Enzo Trulli (born 15 April 2005) is an Italian racing driver who is scheduled to compete in the 2023 Super Formula Lights with TOM'S He is the 2021 Formula 4 UAE champion, and most recently raced for Carlin in the FIA Formula 3 Championship.

He is the son of Formula One race winner Jarno Trulli.

Career

Karting 
Trulli starting karting competitively in 2017. He achieved a result of 25th in the 2018 CIK-FIA Karting World Championship in the KF2 category. He improved his result to 18th two years later in the same category.

Formula 4 
At the end of 2020, Trulli tested single-seaters for the first time, partake in post-season test in the Italian F4 Championship.

Trulli made his single-seater debut at the start of 2021, partnering Enzo Scionti in the Formula 4 UAE Championship at Cram Durango. He would become embroiled in a close title battle with Dilano van 't Hoff throughout the campaign, winning four races and finishing on the podium a further nine times. A podium in the final race at the Dubai Autodrome meant that Trulli would win the title, a sole point ahead of his Dutch adversary. Trulli was also announced to race in  the 2021 F4 Spanish Championship with Drivex School, but he ended up not taking part in the championship.

Euroformula Open 

For his main campaign in 2021, the Italian moved to the Euroformula Open Championship with Drivex School, once again driving alongside Enzo Scionti. He started his season strongly, taking third place in just his third race. Trulli would miss the round at the Hungaroring, but returned the next round with Carlin. The Italian would end the season with three third places in the final four races and end seventh in the standings, the highest placed driver not to win a race.

FIA Formula 3 
Having "[worked] really hard to do Euroformula" before the 2022 season, Trulli progressed into the FIA Formula 3 Championship at the last minute, partnering Zak O'Sullivan and Brad Benavides at Carlin. Trulli was set for his best finish of the season in Spa-Francorchamps sprint race with 16th place, but was disqualified due to a red flag infringement. The Italian finished the championship 34th, and had a best finish of 17th twice. He was also outpaced by teammates Zak O'Sullivan and Brad Benavides, who managed to score points.

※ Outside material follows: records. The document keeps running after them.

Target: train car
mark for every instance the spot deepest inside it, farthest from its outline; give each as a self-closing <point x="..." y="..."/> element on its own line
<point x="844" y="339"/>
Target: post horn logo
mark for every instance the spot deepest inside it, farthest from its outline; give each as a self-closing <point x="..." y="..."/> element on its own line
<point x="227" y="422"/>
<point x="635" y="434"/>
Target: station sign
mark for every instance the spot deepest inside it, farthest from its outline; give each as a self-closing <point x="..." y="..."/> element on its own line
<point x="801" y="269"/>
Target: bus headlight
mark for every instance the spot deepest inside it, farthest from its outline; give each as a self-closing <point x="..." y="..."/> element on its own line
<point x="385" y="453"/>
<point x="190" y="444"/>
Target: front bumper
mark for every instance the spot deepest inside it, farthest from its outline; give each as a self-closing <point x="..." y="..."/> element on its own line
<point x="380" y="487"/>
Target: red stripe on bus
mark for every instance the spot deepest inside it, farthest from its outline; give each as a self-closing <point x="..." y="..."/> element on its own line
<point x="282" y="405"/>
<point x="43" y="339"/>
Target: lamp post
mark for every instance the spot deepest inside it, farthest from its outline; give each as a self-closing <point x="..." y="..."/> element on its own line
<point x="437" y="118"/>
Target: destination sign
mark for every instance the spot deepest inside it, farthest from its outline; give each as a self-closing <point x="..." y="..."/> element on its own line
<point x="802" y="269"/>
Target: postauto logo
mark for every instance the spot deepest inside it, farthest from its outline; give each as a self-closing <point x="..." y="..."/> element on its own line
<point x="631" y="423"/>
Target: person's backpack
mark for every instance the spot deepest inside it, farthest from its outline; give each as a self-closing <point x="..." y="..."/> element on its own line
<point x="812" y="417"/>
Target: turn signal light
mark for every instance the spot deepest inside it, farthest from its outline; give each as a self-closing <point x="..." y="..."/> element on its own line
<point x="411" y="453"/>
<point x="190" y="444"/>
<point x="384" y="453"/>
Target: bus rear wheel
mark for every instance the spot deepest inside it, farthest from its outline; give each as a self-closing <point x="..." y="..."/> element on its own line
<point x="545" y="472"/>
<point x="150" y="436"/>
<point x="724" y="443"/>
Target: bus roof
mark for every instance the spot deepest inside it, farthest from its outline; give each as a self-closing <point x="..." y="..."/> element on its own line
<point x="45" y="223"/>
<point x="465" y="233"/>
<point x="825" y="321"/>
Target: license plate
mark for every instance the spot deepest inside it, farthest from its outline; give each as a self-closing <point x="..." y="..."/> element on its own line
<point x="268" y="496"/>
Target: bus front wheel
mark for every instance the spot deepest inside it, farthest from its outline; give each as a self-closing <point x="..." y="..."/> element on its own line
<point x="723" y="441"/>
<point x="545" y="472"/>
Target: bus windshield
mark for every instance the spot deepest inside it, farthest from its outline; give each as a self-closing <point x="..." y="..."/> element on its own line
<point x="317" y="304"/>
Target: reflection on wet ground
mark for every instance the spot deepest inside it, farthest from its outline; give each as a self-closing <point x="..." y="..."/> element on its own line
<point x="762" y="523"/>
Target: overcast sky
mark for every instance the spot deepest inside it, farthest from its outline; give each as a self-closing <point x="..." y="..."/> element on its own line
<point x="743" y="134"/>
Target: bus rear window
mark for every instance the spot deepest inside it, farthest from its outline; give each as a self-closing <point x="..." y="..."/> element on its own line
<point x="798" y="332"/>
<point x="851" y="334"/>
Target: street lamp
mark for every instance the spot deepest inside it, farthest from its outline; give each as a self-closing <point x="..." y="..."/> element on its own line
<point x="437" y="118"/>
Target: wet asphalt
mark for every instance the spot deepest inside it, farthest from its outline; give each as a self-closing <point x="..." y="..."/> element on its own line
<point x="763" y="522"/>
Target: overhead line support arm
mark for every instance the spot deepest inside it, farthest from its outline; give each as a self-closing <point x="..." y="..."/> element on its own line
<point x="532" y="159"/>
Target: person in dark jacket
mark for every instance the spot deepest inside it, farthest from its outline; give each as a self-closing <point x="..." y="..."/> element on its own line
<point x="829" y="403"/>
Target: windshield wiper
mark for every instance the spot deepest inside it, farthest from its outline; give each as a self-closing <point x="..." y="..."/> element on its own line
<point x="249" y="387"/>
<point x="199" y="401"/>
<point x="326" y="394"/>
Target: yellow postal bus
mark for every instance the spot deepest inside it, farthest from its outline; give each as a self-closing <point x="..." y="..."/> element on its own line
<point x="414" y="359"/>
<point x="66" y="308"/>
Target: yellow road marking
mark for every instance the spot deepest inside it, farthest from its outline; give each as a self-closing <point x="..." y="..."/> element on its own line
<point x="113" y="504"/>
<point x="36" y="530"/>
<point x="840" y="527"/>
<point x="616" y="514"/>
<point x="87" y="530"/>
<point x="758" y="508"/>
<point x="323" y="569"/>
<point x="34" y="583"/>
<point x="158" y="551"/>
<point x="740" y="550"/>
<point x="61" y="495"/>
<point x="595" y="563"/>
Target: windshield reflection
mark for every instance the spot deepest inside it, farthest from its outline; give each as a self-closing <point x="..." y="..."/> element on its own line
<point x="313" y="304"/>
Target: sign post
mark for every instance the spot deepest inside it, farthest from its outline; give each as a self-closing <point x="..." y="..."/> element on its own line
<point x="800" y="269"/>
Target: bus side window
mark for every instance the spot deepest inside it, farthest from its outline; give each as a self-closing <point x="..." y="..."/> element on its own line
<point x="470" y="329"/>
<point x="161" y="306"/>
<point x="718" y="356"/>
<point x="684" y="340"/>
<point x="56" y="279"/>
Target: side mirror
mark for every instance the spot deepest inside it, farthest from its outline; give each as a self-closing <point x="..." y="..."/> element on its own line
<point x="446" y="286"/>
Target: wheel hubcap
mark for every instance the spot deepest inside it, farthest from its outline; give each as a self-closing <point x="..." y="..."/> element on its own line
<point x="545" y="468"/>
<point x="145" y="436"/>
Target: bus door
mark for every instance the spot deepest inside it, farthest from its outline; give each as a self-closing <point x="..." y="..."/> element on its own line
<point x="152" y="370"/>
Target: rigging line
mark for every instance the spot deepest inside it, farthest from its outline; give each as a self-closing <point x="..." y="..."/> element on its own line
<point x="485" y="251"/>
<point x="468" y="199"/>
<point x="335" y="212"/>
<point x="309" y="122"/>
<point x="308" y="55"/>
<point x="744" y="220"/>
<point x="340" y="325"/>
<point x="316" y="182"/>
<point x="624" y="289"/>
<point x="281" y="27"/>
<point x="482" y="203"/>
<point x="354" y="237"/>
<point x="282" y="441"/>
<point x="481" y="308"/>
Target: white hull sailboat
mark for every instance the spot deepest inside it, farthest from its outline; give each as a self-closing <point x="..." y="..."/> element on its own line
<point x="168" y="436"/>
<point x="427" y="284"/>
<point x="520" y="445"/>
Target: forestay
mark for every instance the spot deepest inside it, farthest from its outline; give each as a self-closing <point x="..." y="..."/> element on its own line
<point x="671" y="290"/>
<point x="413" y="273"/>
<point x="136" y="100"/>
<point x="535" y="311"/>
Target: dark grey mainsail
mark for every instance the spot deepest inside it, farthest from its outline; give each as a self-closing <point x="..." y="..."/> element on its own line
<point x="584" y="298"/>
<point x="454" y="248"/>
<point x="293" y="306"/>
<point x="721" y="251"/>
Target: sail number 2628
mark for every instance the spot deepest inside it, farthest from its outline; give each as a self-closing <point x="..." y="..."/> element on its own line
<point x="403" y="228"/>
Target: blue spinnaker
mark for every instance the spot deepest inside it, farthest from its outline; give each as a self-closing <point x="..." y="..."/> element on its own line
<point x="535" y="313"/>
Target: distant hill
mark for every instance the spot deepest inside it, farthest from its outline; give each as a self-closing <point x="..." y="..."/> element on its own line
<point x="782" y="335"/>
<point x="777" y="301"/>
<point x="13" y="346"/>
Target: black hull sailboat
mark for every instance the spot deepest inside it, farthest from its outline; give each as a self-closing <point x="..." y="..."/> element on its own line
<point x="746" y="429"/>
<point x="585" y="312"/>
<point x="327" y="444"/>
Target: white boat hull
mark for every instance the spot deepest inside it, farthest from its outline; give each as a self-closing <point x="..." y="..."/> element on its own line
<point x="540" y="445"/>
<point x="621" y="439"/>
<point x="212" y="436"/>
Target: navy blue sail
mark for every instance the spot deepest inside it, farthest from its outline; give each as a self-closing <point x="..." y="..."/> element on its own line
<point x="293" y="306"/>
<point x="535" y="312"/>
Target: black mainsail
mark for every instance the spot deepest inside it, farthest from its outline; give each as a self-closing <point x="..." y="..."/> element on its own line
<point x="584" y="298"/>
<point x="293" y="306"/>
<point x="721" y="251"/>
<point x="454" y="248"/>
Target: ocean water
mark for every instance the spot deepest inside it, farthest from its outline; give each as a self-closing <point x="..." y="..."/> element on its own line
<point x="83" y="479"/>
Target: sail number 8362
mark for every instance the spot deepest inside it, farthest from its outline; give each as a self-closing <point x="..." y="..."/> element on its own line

Trulli did not return to Formula 3 the following season.

Super Formula 
After being left without a Formula 3 drive, Trulli switched to racing in Asia, partaking in the Super Formula Lights during the 2023 season with TOM'S.

Karting record

Karting career summary

Racing record

Racing career summary

Complete F4 UAE Championship results 
(key) (Races in bold indicate pole position) (Races in italics indicate fastest lap)

Complete Euroformula Open Championship results 
(key) (Races in bold indicate pole position; races in italics indicate points for the fastest lap of top ten finishers)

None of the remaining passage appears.